Just A Thought...
Somewhere between the procrastination, the homework,the incessant fowards, the new friendships, the nasty campus food, the calls home complaining about your roommates and boyfriends, somewhere betweenthe phone calls to old friends, the I miss you's, the I love you's, and the I can't wait to see you's, somewhere between all of the changing and growing, somewhere between the classes and the skipping classes, the studying for tests and the downright not studying for tests... I forgot.
   I forgot what it was like to be in high school. I forgot what it means to cry. I forgot that pretending to be happy doesn't make you happy and pretending to be smart doesn't make you smart. I forgot that you can't forget the past. I forgot that you can't control falling in love and that you can't make yourself fall in love. I learned that I can love. I learned that good food doesn't really seem great until you can't have it anymore and that even I would grow to love grilled cheese and tomato soup.
   I learned that going to college means amking choices and that making choices can get you into trouble. I learned that it is ok to mess up and it's ok to ask for help and it's ok to feel like crap. I learned that sometimes the things that you want the most, you just can't have. I learned the greatest thing about college isn't the parties or the drinking or the boys, it's the chances. Taking chances and making the most of them. I learned that sometimes the things we want to forget are the things we need to talk about the most. I learned that once you get to college, things don't automatically get better, it's what you make of them. I leaned that letters from friends are the most important thing and that sending cards to your friends makes you feel better. I learned that home isn't necessarily where I went to high school, but wherever I wanted it to be. I learned that I miss my brothers. I learned that high school was good for me and that the challenges in high school are nothing.

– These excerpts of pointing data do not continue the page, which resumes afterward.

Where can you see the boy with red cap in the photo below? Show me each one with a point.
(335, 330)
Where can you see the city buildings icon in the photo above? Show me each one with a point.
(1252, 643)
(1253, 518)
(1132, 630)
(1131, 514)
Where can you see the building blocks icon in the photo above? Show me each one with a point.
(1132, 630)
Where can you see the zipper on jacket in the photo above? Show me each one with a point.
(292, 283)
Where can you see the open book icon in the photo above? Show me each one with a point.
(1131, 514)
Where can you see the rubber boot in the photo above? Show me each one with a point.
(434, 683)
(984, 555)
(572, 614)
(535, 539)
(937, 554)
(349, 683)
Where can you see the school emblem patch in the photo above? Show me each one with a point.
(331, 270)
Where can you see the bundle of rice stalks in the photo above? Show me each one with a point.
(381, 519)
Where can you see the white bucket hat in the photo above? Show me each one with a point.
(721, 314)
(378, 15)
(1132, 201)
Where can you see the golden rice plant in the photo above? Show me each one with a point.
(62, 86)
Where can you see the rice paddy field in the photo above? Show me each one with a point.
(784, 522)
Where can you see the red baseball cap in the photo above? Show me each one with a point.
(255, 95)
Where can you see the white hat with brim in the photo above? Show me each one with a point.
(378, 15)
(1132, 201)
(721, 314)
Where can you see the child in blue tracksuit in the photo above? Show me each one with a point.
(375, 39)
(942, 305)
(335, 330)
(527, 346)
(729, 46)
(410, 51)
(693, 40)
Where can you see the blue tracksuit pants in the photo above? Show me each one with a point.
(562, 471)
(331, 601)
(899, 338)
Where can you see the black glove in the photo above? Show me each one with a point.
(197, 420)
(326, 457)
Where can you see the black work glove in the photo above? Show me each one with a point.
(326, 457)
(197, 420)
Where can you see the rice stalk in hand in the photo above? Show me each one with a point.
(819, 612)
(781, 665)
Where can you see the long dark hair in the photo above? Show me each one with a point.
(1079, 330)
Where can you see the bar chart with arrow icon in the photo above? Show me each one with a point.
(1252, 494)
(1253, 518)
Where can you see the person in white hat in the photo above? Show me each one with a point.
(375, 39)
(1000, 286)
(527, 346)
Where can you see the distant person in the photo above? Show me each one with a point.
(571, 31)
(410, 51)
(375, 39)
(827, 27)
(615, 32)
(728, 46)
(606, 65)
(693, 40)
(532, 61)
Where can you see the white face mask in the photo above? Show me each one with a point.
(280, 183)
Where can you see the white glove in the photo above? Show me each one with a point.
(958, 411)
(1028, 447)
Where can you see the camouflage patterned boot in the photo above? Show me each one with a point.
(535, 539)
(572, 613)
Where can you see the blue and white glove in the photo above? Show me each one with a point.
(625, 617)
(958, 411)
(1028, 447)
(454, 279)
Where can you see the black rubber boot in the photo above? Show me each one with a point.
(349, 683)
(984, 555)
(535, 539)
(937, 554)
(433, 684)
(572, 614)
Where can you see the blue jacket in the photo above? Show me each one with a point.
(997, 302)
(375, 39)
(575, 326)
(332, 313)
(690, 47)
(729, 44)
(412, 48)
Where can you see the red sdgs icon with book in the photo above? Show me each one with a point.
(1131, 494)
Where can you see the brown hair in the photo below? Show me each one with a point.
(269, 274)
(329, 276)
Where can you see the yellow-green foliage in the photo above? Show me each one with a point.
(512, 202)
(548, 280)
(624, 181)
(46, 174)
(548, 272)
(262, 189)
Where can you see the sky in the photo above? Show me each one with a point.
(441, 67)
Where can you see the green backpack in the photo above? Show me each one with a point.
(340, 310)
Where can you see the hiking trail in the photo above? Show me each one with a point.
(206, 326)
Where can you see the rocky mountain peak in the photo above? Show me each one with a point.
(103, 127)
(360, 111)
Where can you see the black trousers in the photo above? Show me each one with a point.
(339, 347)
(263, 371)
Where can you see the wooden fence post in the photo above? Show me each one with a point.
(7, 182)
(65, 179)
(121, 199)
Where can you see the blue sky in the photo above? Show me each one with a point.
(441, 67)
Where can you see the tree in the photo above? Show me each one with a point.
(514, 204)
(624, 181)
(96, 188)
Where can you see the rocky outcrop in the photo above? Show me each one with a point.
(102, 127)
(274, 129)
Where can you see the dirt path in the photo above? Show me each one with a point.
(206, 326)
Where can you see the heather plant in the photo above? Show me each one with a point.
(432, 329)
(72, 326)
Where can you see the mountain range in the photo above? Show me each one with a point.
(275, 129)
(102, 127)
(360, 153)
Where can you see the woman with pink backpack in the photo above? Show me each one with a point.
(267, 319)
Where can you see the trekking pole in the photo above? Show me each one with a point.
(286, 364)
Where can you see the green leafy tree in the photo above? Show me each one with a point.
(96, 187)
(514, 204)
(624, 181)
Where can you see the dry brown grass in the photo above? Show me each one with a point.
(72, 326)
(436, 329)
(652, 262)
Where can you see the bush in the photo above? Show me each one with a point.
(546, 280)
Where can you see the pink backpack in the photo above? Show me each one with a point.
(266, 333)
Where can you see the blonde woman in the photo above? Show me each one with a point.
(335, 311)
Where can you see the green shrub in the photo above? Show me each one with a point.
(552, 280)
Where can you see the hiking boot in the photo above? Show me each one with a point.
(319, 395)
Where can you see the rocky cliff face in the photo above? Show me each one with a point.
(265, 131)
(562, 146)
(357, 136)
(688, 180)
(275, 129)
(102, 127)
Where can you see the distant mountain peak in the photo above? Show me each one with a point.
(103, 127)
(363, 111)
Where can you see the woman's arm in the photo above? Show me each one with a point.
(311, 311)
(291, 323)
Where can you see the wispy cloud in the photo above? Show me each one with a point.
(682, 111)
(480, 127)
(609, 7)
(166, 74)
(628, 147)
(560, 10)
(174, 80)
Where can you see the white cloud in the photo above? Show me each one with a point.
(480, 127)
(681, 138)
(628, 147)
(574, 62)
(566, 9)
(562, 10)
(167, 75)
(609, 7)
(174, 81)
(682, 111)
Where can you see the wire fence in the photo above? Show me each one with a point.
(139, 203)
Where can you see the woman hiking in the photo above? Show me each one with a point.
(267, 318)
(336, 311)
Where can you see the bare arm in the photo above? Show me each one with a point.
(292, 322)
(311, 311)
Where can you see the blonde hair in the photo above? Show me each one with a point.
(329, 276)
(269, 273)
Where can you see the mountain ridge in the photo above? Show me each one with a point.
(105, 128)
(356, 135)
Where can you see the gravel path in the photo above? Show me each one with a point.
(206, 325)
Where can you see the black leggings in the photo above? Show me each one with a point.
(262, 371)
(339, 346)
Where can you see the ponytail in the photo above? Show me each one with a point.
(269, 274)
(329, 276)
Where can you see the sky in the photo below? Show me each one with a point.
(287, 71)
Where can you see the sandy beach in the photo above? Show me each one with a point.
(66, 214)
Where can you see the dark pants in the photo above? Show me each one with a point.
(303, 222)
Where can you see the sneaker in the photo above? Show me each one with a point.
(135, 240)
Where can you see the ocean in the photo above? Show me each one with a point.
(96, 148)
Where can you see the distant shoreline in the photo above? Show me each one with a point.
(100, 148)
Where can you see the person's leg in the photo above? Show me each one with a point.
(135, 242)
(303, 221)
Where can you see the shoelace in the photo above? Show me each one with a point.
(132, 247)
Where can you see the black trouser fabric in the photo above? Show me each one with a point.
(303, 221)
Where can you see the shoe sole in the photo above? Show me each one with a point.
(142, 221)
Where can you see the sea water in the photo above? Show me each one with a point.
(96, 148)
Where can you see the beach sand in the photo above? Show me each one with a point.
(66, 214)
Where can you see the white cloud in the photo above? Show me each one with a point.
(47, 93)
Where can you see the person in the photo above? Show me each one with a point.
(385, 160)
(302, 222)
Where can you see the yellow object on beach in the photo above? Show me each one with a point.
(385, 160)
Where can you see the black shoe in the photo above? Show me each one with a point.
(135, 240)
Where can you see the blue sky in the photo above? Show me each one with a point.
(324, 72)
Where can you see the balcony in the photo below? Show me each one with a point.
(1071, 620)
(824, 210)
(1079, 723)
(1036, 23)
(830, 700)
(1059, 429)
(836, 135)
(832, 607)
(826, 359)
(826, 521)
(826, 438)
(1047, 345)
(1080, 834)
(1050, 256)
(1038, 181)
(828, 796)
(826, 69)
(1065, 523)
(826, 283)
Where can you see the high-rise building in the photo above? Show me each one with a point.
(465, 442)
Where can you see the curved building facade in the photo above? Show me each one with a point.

   Somewhere along the line, I learned that if you look for love, you'll never find it. I learned that some people will do anything to try and make you see their point. I learned that it is really hard to explain yourself. I learned that it is easy to have views and it's easy to have friends, but it is hard to stick up for them if everyone else disagrees, but I learned that it's worth it to stick up for both of them in the long run. I learned that I don't always have to be the center of attention to have fun, and that the center of attention isn't always fun. I learned that laughter is the best medicine and that friends who make you laugh are the best kind to have. I learned that sometimes its not always possible to agree and sometimes it is necessary to compromise.
   I learned that everyone has a few problems in life, and that everyone laughs about them later. I learned that kisses aren't contracts. I learned that I am my own person. I found out that I am just starting to find out about me. I learned that it is never to late to change. I learned that sometimes change is good. I learned that no matter what happens, your friends still care about you. I learned that you should tell people how you feel about them. I learned that sometimes I need to me alone. I learned about life, I learned about love, I learned about me, I learned. I learned that some of the most valuable lessons in life are the ones you can't teach in a classroom. I learned that no matter what I want to be, I will have to take a class I don't like in order to get there. I learned that there is still so much that I have to learn. I learned that college is different from everything I thought it would be.
   I learned that life isn't always about me. I learned that I should stick up for myself. I learned that is hard to do. I learned thst people should like me for me, and that I should like me for me. I learned that naps are good, and that when I get angry, I shouldn't take my frustrations out on someone else. I learned that things change and people change and that its not always possible to stay in touch with everyone. I learned that some people are your friends for life, even when you doubt it, through fights, and being apart what seems like forever, they are still there. I learned that though you may doubt them, you will always know in your heart that because you are friends, everything will be ok. I learned taht friends make everything better and that I should thank all of my friends for being there for me and helping me learn.